Ia pun kembali mendatangi Ralph Myers, napi yang pernah dipaksa jadi saksi palsu untuk kasus Johnny D. Sekali lagi Stevenson yang sudah mendengar rekaman pengakuan asli Myers, menemui pria tersebut dan mendesaknya untuk kembali bersaksi. Apalagi ternyata Myers sebenarnya juga korban, gara-gara ogah bersaksi melawan Johnny D, pria itu statusnya dirubah jadi hukuman mati oleh sherif Tate. Tak disangka, Myers akhirnya berani bersaksi untuk Johnny D dalam pengadilan selanjutnya. Tapi tak semudah itu, meski semua saksi meringankan Johnny D, tetap saja pengadilan tidak memutuskan ia bisa bebas.
Stevenson tetap tak menyerah. Kepalang tanggung, ia pun menyurati pengadilan tinggi Montgomery yang bisa membuka kembali kasus Johnny D, yang belakangan makin ramai setelah program TV “60 Minutes” mewawancarai Stevenson, Johnny D, Ralph Myers dan Tommy Chapman. Namun baru tiga bulan kemudian, kasus Johnny D kembali ke pengadilan. Di sinilah nasibnya kembali ditentukan.
Sutradara Destin Daniel Cretton yang juga co-writer naskah tak membuat filmnya ‘ruwet’. Semuanya dikisahkan dengan ‘lurus-lurus’ saja. Kelebihan film ini justru pada para aktornya. MIchael B Jordan jelas bintang masa depan yang menjanjikan. Jamie Foxx juga bermain bagus. Tapi menurut saya yang paling mencuri perhatian adalah Tim Blake Nelson, pemeran Ralph Myers. Ia membuktikan kalau aktor underdog yang selalu tampil brilian sebagai siapa pun. Ingat “O Brother Where Art Thou?” atau “The Ballad of Buster Scruggs”, di mana Nelson melebur dengan karakter yang ia perankan?

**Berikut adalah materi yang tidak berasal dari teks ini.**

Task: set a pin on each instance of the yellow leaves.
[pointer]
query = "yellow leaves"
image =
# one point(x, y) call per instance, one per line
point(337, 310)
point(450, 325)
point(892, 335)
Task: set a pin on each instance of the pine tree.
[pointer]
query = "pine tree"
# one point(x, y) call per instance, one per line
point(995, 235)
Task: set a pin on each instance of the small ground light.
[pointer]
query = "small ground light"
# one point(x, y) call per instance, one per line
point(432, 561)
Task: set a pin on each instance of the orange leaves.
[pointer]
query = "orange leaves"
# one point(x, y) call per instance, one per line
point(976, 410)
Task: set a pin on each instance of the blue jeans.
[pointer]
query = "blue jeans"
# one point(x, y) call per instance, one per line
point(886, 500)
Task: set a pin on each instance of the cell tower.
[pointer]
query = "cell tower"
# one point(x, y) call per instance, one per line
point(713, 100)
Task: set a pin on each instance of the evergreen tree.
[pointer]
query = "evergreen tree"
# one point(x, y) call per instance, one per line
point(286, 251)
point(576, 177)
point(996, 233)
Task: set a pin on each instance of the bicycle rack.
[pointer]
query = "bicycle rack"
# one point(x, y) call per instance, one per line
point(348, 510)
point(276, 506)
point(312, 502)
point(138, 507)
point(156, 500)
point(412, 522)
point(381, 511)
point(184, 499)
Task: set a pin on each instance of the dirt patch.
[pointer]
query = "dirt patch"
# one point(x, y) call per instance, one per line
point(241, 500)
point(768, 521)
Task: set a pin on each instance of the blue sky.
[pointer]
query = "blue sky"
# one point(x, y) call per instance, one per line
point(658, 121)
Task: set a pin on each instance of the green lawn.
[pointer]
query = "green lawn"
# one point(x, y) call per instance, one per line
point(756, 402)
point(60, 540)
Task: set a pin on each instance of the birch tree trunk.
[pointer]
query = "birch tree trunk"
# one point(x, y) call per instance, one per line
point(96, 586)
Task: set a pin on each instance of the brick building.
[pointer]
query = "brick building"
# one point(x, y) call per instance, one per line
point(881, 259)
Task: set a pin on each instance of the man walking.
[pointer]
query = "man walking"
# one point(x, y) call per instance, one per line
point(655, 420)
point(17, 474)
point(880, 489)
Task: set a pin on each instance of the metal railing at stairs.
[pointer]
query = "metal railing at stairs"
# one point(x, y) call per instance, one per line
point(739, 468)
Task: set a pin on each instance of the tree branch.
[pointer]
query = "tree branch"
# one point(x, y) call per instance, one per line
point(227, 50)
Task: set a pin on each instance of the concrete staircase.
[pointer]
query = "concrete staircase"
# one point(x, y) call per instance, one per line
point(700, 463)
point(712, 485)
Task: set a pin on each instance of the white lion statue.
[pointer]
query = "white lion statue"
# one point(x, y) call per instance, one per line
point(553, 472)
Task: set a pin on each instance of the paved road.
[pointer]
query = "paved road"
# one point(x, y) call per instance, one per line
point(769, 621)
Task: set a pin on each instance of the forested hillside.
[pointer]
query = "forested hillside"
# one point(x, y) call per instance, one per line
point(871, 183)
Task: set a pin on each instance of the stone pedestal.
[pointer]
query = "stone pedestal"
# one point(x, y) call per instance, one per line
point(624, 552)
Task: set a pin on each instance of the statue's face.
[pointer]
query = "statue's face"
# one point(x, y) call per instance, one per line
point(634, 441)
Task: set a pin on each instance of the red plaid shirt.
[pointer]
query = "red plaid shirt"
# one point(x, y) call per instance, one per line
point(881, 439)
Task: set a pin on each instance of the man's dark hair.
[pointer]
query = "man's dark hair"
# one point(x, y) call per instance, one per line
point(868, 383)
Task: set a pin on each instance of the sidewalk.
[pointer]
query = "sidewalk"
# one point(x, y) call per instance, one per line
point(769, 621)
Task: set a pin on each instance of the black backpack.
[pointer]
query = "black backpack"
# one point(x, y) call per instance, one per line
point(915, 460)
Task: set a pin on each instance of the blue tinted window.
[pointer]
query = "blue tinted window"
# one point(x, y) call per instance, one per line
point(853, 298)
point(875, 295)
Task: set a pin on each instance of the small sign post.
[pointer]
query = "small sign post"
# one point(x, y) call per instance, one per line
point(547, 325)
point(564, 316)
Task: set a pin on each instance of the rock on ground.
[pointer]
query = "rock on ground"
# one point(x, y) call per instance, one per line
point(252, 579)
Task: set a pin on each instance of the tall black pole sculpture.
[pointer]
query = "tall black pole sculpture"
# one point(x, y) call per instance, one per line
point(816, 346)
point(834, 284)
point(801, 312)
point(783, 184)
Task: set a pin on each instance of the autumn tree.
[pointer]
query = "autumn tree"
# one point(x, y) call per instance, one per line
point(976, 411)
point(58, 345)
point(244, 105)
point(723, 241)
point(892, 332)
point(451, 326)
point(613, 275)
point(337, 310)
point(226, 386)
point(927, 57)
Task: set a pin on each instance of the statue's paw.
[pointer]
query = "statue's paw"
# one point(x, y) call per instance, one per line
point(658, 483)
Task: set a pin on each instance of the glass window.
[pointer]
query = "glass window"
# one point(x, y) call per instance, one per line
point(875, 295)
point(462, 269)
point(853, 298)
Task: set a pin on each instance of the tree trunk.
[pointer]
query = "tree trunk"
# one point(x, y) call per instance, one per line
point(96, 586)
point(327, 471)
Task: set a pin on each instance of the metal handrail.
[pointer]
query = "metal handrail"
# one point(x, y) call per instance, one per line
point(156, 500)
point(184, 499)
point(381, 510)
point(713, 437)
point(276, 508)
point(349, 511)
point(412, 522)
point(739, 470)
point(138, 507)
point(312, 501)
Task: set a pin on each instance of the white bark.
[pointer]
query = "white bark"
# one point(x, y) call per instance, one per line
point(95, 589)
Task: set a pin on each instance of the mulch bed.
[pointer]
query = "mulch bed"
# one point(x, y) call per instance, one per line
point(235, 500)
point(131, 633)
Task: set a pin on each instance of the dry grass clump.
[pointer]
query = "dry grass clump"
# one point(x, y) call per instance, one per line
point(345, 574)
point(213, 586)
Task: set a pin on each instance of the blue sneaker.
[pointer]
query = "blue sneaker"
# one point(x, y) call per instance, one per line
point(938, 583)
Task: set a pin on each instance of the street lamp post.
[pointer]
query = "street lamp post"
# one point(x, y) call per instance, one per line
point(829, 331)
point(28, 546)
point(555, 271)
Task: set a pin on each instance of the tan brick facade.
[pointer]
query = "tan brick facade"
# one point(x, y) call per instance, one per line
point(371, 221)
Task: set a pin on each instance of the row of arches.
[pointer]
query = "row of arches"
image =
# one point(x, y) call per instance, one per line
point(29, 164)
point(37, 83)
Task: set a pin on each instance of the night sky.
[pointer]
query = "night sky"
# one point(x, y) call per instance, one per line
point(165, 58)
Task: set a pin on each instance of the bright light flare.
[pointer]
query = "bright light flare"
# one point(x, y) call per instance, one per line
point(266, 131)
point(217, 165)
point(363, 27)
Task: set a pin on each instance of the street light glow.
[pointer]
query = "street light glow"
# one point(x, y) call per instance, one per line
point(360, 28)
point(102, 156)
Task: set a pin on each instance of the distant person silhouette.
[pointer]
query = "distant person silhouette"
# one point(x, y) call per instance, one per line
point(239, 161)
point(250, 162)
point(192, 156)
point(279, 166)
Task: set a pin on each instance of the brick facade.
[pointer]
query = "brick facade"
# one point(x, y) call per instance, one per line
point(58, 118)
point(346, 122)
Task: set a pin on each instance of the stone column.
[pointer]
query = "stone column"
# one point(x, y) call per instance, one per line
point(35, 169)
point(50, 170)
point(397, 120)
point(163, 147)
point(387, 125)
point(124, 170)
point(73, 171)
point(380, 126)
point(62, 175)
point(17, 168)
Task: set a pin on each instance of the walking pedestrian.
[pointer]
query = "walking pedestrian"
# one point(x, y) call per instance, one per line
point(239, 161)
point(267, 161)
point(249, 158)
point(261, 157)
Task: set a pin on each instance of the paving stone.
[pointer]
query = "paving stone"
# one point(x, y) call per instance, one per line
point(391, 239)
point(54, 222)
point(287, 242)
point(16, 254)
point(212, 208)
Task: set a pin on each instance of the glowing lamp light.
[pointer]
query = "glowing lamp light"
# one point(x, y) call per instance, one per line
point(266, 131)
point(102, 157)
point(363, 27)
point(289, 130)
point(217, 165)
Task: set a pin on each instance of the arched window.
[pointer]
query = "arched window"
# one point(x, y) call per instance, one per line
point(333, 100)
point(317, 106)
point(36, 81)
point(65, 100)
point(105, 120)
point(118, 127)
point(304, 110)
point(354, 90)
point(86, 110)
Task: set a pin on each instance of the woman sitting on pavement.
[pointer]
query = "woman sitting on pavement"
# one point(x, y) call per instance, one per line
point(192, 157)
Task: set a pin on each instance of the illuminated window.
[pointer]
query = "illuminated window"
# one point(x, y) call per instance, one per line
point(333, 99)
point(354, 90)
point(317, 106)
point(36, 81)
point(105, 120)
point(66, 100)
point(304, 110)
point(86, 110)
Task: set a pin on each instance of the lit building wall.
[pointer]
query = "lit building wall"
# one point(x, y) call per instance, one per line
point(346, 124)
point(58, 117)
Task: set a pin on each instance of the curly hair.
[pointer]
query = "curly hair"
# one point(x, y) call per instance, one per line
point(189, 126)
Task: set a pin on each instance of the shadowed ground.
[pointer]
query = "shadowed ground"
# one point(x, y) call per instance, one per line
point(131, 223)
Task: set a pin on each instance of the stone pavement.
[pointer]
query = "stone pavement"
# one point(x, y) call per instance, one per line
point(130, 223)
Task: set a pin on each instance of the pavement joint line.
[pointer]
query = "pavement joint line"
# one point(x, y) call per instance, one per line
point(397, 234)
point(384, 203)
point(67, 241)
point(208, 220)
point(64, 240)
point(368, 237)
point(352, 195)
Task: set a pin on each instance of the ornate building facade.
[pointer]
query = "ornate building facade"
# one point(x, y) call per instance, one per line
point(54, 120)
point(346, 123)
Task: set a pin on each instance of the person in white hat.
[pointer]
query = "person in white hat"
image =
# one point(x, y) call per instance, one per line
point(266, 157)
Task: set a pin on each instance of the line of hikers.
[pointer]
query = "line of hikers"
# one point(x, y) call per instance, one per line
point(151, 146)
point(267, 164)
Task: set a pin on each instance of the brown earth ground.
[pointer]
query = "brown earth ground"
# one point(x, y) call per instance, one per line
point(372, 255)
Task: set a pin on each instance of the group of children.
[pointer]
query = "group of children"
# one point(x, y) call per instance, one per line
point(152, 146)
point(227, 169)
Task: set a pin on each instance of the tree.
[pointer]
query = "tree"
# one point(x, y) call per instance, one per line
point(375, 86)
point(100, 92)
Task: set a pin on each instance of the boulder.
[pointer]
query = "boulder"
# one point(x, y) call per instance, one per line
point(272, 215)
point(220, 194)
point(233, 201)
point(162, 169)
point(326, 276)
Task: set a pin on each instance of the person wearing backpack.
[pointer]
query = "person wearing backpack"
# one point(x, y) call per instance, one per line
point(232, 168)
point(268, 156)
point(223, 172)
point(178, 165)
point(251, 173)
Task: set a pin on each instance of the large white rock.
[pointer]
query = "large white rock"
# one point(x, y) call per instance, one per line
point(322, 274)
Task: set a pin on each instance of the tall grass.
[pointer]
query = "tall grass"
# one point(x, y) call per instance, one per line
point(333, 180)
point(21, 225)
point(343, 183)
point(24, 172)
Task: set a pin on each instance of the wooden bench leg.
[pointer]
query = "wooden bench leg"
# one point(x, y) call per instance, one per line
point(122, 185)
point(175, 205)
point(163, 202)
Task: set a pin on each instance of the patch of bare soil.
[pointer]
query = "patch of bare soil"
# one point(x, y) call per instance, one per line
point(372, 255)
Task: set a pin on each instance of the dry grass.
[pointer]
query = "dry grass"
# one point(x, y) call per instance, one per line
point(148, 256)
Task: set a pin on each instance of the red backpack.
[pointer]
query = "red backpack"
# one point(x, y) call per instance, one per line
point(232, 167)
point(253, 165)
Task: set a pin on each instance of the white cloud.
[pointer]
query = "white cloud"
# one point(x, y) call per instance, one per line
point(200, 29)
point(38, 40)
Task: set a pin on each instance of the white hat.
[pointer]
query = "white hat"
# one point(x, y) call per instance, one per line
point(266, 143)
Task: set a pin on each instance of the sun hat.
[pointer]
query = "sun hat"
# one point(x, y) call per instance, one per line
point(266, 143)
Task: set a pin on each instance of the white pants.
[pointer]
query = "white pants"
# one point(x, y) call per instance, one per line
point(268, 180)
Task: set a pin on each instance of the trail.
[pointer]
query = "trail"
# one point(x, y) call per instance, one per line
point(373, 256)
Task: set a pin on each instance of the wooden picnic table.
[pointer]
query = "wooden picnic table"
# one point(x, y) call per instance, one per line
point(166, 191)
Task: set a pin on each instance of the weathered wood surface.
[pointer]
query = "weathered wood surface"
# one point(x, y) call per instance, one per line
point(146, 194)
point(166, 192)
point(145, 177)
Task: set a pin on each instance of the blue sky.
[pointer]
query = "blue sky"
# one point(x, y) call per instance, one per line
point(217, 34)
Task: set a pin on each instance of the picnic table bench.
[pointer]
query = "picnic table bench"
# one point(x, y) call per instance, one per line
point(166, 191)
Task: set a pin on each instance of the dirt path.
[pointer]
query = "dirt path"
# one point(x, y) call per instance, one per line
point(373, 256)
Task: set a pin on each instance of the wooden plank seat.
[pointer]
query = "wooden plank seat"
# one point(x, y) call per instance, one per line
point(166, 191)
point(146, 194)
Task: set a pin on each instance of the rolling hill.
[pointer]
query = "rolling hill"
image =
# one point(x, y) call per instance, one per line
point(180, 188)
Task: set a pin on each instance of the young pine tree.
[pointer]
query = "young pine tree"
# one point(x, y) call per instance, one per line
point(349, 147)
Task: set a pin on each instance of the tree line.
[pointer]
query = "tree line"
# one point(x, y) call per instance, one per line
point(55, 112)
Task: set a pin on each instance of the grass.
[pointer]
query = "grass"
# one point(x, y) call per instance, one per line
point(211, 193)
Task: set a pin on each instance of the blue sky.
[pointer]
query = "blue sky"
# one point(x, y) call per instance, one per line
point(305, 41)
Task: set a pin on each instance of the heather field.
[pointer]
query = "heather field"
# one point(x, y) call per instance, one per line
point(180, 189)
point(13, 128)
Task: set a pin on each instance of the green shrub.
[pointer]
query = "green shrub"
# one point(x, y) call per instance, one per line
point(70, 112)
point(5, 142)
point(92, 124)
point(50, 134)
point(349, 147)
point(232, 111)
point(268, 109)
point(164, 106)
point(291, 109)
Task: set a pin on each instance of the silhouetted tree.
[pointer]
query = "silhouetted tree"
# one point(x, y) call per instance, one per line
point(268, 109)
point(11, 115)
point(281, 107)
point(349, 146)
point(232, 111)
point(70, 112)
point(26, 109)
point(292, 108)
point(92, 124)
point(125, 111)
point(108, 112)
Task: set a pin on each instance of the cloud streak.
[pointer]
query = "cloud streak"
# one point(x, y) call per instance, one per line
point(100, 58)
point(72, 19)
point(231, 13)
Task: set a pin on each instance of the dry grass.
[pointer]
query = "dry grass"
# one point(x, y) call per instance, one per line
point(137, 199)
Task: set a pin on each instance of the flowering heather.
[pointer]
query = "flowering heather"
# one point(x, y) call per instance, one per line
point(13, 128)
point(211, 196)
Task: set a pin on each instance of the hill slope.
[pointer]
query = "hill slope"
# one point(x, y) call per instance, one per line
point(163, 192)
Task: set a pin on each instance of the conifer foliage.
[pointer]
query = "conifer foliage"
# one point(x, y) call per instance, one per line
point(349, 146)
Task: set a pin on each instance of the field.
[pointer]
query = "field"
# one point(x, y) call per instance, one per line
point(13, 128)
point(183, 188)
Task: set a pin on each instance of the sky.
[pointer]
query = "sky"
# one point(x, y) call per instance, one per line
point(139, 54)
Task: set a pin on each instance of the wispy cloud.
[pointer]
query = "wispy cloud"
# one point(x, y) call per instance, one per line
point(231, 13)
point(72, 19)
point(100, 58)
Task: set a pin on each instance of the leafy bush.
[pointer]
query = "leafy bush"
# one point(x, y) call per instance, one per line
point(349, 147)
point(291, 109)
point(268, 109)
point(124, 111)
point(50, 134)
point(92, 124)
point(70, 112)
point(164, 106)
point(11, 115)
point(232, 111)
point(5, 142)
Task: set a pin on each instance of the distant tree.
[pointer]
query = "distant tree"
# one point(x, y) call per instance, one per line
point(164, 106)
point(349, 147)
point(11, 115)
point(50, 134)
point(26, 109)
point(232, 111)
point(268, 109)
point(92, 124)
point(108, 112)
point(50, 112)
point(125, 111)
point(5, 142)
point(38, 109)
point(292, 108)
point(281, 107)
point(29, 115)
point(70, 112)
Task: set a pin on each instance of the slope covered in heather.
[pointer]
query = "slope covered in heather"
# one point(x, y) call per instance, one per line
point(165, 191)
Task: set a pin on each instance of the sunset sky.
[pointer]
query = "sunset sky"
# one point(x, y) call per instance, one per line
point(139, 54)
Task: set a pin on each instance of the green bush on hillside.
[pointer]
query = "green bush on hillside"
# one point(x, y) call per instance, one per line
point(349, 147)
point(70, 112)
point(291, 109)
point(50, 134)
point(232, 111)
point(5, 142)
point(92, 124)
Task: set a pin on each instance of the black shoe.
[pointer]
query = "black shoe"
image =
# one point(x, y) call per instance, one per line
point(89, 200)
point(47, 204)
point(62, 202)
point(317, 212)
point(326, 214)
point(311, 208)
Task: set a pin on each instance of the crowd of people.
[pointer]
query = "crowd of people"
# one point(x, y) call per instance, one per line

JUST MERCY bukan “Mississippi Burning”, bukan “Detroit”, bukan “Ghosts of Mississippi” atau “Hurricane” yang menghujam dan powerful itu. Meski begitu, film ini cukup mengharukan dan asyik dinikmati, meski minus unsur ketegangan yang biasa hadir di film-film sejenis.
JUST MERCY juga bukan ” To Kill A Mockingbird” — meski ironisnya, kisah nyata ini terjadi di kota di mana buku “To Kill a Mockingbird” yang ikonik itu lahir. Namun berbeda dengan kisah pengacara berkulit putih Atticus Finch dalam “To Kill a Mockingbird”, Stevenson yang kebetulan berkulit hitam di sini harus membela banyak manusia dari berbagai ras. Selama 30 tahun Stevenson dan Equal Justice Initiative telah menyelamatkan 140 napi dari hukuman mati. Barangkali justru itulah yang paling menarik dari film ini: justice dan humanity.